Stock markets go up, down and sideways. The declines can be minor (corrections) or severe (bears!!).

The most significant declines are called “bears” because they feel a little like being mauled by a bear. A bear market is arbitrarily defined as a 20% or greater correction. Like with real bears, there are different varieties of market bears. Consequently, predicting the right hand side of a chart (future) based on the left hand side of the chart (past) is interesting but flawed. While many commentators provide lists of “if/then” relationships, those should probably be replaced with “if/maybes.”

My thesis is simple: It’s been a horrible start to 2016, but the weakness in stocks began months ago. Most stocks are already in or approaching bear market territory. As Joshua Brown notes in The Global Bear Market Has Already Begun:

Meb Faber tweeted yesterday on the topic of country stock markets, as he follows them closely as part of his Global Value strategy…

In a 39-page report overnight, UBS technical analysts Michael Riesner and Marc Müller make the case that the global stock market is already in a bear market and that the few remaining soldiers still on their feet will eventually fall. These last few un-corrected markets – Japan, US large caps and European Small/Mid caps -may run on a bit further, but the seven-year cycle demands an end to the bull that began in 2009.

There’s a lot of nuance to the call, of course, but the below introductory paragraph covers the basics. One thing I should mention – I read technical notes from all over The Street and from among my friends in the financial blogosphere every week. I can’t remember the last time I read a bullish one.

And Julie Verhage at Bloomberg reports that while the major US indexes may not be in a bear market, The ‘Average’ Stock Is Already in a Bear Market.

The S&P 500 is down just over 7 percent from its May high, but the average stock in the larger S&P 1500 was down 24 percent from its high as of yesterday’s close, according to new research from Bespoke Investment Group.

Chuck Mikolajczak also notes that For many stocks on Wall St, it’s already a bear market. “With U.S. stocks now on pace for their worst start to the year since 2000, investors are questioning whether Wall Street is headed for a bona fide bear market. The truth is, many stocks are already there. U.S. stocks have fallen nearly 4.0 percent so far in 2016, and more than 40 percent of the stocks in the benchmark S&P500 stock index are 20 percent or more off of their highs, the definition of a bear market.”

So let’s say we are already in a bear market, what do we do now? First, don’t panic. Panic feeds on itself and results in bad choices. In Crash Rules Everything Around Me, Ben Carlson at A Wealth of Common Sense writes,

[In] the headlines we see words like plunge, turmoil, plummet, disaster and destroyed. The panic feeds on itself and people start believing the hype. So people inevitably make mistakes, throw their plan out the window and become traumatized by market corrections and crashes. These periods become seared into the memories of investors even though they’re a natural part of the ebb and flow of market cycles.

[…]

Crashes, corrections, drawdowns, losses, system resets or whatever you want to call them are a feature of the financial markets, not a sign that they are broken. These things have to happen every once and a while for the system to function properly and wash out the excesses. It makes sense to learn from them and you definitely have to mentally prepare yourself for dealing with losses. But the infatuation with down markets can be taken too far when loss aversion begins to cloud your judgment.

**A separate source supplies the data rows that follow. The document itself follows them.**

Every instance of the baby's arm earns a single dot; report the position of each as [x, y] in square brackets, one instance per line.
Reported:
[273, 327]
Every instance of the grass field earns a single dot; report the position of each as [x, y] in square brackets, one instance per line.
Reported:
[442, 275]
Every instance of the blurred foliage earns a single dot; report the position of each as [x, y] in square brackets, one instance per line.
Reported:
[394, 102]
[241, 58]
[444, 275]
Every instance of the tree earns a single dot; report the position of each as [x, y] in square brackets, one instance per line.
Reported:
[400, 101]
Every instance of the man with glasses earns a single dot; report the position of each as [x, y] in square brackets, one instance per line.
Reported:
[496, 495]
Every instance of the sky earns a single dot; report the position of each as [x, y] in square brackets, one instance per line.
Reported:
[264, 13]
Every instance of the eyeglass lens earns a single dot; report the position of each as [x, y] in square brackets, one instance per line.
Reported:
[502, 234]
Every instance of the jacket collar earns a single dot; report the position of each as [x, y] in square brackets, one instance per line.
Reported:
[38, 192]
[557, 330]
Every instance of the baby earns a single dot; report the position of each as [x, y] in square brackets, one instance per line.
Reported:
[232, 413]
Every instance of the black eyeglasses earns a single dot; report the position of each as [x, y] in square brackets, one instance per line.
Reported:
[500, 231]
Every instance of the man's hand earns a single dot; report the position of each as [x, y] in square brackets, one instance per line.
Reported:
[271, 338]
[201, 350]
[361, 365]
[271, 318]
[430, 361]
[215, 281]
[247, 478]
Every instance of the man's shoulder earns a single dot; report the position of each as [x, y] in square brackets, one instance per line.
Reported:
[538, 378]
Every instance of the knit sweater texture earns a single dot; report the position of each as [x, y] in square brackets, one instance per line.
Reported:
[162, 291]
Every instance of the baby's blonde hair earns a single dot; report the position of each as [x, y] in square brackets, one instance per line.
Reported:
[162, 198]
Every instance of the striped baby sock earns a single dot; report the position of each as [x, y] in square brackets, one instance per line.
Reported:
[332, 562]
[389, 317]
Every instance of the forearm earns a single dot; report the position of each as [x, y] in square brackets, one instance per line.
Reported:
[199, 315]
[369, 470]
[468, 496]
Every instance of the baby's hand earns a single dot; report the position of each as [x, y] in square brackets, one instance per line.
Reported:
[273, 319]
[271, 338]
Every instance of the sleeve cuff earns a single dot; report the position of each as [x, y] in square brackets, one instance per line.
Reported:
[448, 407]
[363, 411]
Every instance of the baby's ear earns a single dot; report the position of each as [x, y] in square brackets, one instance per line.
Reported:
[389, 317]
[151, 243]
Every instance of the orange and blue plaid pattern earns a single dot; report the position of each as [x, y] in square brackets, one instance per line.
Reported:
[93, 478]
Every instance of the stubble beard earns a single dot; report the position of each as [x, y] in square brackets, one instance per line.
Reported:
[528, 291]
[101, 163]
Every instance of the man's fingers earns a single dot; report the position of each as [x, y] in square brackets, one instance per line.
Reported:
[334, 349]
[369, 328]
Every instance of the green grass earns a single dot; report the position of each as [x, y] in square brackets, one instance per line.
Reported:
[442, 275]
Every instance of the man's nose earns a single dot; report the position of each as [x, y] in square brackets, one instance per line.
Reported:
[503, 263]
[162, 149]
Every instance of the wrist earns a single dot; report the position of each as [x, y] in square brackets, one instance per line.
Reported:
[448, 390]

Today, Ben shares his 10 Bear Market Truths. Before you sell all your stocks, I suggest reading the whole article. Excerpt:

A few truths about bear markets in stocks:

1. They happen. Sometimes stocks go down. That’s why they’re called risk assets. Half of all years since 1950 have seen a double-digit correction in stocks. Get used to it.

2.  They’re a natural outcome of a complex system run by emotions and divergent opinions. Humans tend to take things too far, so losses are inevitable.

[…]

10. These are the times that successful investors separate themselves from the pack. Most investors mistakenly assume that you make all of your money during bull markets. The reason so many investors fail is because they make poor decisions when markets fall.